Almost as alluring as free fun fonts are to a blogger, the contagious courtship call of the cicadas reminds me of the only other bug I rather enjoy catching.
If I sit really still and get really quiet, I can still hear her humming. It sounds weird to say it, but I can almost see her, too. In her chair while she read, in her kitchen while she cooked, in the car as she drove, even on the couch while she napped. Grandma Natzke was always humming. I loved that. I loved going to her house when I was little and hearing her hum. I loved visiting her at the retirement center into my adulthood and listening to her hum. It's something that I dearly miss about her now that she's gone.
What I've noticed over summer break is that my youngest boy also hums. A lot! I hear him humming at the table as he puts together his 1000-piece puzzles, in his room as he plays his games, in the car as we're traveling. It's so endearing. And it makes me wonder: Are people happy because they hum or do they hum because they're happy? I wasn't sure, so I did a search. I found a 2008 study which was part of the London Zoo's Get People Humming campaign that found 67% of those surveyed hum because they feel on top of the world. Not groundbreaking research, but interesting, I suppose. Whom do you know that's been bitten by the Hum Bug? Do they have a happy disposition?
Other sites reported that we hum for comfort, out of boredom, or even out of fear.
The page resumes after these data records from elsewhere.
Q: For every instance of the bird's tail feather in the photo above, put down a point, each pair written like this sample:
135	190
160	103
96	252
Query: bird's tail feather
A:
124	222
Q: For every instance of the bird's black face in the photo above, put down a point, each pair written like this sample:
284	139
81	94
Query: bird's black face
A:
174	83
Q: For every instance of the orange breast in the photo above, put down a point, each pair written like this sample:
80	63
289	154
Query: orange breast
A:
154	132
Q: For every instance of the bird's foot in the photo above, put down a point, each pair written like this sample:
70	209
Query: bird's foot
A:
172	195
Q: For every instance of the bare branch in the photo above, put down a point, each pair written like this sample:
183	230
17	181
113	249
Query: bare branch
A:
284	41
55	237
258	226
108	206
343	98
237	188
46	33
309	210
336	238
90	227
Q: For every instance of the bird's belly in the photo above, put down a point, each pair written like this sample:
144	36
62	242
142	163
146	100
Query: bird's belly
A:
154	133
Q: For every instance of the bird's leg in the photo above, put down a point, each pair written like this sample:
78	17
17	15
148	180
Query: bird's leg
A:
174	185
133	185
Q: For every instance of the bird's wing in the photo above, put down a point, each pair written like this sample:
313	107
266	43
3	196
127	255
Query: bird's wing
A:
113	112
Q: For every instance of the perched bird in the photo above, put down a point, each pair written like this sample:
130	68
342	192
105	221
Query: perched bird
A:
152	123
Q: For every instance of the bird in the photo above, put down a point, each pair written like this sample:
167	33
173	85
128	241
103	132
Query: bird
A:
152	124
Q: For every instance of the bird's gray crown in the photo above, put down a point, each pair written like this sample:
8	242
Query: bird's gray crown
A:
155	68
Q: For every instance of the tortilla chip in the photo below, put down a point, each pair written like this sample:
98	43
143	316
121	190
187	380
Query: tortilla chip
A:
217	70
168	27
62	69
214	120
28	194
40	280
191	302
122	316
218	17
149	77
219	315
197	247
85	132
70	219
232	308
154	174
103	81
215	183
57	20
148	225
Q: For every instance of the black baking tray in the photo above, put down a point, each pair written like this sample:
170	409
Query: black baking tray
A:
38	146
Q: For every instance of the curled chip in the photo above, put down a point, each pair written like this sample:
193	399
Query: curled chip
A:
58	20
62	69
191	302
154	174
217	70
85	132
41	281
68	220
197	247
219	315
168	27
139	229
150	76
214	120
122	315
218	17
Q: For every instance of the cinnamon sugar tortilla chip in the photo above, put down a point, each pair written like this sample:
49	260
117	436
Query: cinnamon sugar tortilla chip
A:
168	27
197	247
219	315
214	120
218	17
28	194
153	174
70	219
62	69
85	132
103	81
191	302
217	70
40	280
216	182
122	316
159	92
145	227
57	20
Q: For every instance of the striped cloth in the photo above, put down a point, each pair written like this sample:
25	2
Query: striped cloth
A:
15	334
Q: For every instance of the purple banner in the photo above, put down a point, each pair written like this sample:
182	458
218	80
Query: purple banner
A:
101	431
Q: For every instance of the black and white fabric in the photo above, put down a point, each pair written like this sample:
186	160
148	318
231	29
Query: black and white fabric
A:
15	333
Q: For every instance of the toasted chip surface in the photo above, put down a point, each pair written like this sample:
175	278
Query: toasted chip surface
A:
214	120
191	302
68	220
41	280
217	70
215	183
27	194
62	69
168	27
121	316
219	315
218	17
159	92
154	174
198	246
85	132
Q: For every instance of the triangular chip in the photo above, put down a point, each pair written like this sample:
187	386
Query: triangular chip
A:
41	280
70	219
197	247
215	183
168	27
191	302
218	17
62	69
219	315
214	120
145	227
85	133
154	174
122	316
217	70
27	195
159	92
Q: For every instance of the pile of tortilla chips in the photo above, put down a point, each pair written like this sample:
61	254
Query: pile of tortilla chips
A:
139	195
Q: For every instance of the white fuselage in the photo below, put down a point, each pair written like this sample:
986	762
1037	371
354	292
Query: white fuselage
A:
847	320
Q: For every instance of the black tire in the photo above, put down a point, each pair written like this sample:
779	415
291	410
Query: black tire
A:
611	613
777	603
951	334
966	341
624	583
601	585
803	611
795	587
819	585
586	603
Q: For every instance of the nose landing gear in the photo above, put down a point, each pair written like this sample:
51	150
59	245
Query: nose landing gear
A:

According to the Sing and Hum website, humming can even have a healing energy with physical and emotional benefits. What I know for sure is that listening to my son as he hums has a wonderfully cheerful effect on me. It connects me back to my childhood days by sparking treasured memories of Grandma Natzke, a humble soul who must have known about the Hum Bug's contagious quality to calm, comfort and cheer.